Nous collaborons davantage avec les designers, cela se fait de manière plus naturelle, car le design fait partie de la prospective. Avec les sciences comportementales, c’est un peu plus difficile car ces experts sont orientés vers le court terme et l’application immédiate, alors que la prospective se projette sur le long terme.

Pouvez-vous nous parler des outils et méthodes utilisés en prospective ?

Nous utilisons diverses méthodes. L’analyse des mégatendances est fondamentale. Nous mettons régulièrement à jour quatorze mégatendances mondiales. Nous utilisons des outils participatifs, des analyses systémiques et des systèmes d’exploration de scénarios pour identifier les angles morts et éclairer les décisions politiques. Nous utilisons aussi la méthodologie des trois horizons pour structurer la réflexion, des parcours de prospective qui aident à se projeter du présent vers un futur donné. Nous explorons également les scénarios alternatifs.

Comment évaluez-vous l’impact de votre travail ?

L’impact est difficile à évaluer de manière générique, car chaque exercice est adapté à un service de la commission. Les exercices sur les mégatendances peuvent se faire en une matinée. Nous effectuons un travail d’influence par petites touches.
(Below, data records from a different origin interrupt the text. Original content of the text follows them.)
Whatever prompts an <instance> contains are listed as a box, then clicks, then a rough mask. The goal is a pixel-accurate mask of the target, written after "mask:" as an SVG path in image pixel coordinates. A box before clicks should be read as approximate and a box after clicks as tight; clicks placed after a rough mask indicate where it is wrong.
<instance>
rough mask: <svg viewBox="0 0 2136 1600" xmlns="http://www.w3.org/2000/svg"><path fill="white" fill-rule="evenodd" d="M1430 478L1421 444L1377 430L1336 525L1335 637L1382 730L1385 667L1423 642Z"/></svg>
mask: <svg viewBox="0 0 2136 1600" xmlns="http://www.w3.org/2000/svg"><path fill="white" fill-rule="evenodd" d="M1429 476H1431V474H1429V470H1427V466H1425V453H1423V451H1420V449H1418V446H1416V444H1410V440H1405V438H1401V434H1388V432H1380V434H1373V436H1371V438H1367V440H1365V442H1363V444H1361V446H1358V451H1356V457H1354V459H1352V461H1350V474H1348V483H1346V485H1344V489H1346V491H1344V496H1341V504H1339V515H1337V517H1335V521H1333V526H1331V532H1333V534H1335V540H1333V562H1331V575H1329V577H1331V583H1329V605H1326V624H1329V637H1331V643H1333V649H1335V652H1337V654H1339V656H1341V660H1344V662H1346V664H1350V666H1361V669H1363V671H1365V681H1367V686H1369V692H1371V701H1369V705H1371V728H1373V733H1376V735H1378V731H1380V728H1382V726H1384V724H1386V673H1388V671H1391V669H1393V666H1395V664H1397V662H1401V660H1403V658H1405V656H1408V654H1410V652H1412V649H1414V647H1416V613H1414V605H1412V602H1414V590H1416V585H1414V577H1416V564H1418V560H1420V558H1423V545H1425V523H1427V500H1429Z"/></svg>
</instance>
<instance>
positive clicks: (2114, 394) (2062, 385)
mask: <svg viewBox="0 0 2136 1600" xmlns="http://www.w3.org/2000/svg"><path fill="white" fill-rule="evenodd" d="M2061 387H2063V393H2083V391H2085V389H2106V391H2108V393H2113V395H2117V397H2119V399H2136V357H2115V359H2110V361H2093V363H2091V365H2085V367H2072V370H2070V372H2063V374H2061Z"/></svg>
  1. Dartiguepeyrou C. et Michel Saloff-Coste M. (dir.), Futurs. Regards internationaux et pluridisciplinaires sur l’avenir du monde, 2022, ISTE Éditions, et La prospective en action. Anticipations et déploiements stratégiques des organisations face au futur, 2024, ISTE Éditions.
  2. Jacques Delors fut président de la Commission européenne de 1985 à 1995.